Fama tienen los helados italianos. Por eso, a pesar de estar muriendo el año, imposible resistirse a la tentación de saborear uno. Llegué a Venecia siguiendo los pasos de los ilustres personajes; como suelo hacer casi siempre con estas ciudades donde a lo largo de la historia las diferentes artes se dan la mano. En la Scuola Grande de San Rocco puede uno admirar la obra pictórica en la que Tintoretto trabajó durante casi toda su vida (una vida bastante larga para el siglo XVI, setenta y cinco años) Parece ser que, en un principio, no era demasiado apreciado su arte y se solicitó a diferentes artistas la presentación de proyectos.

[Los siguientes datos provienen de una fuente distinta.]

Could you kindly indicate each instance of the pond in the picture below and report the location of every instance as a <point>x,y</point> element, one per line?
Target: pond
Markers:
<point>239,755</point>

Cuentan que, mientras esto sucedía, Tintoretto pintó un óleo de la noche a la mañana y se lo regaló a la Scuola; convirtiéndose en miembro de la hermandad. Así recibió el encargo para el resto de las pinturas. Sería demasiado extenso enumerar aquí los magistrales trabajos que pueden admirarse en la Scuola Grande de San Rocco.
Destacaría uno de forma especial, “Crucifixión”, una de las pocas obras del autor fechadas y firmadas. Gigantesca obra de más de cinco metros de alto por más de 12 de largo, que ocupa toda la pared de frente a la entrada de la Sala dell´Albergo. No es de extrañar que con posterioridad fuera motivo de estudio por parte de  pintores del siglo XVII como Rubens y Van Dyck. Extenderse en la explicación de los innumerables museos sería empresa imposible para este texto, que sólo quiere ser una breve pincelada de una ciudad de ensueño.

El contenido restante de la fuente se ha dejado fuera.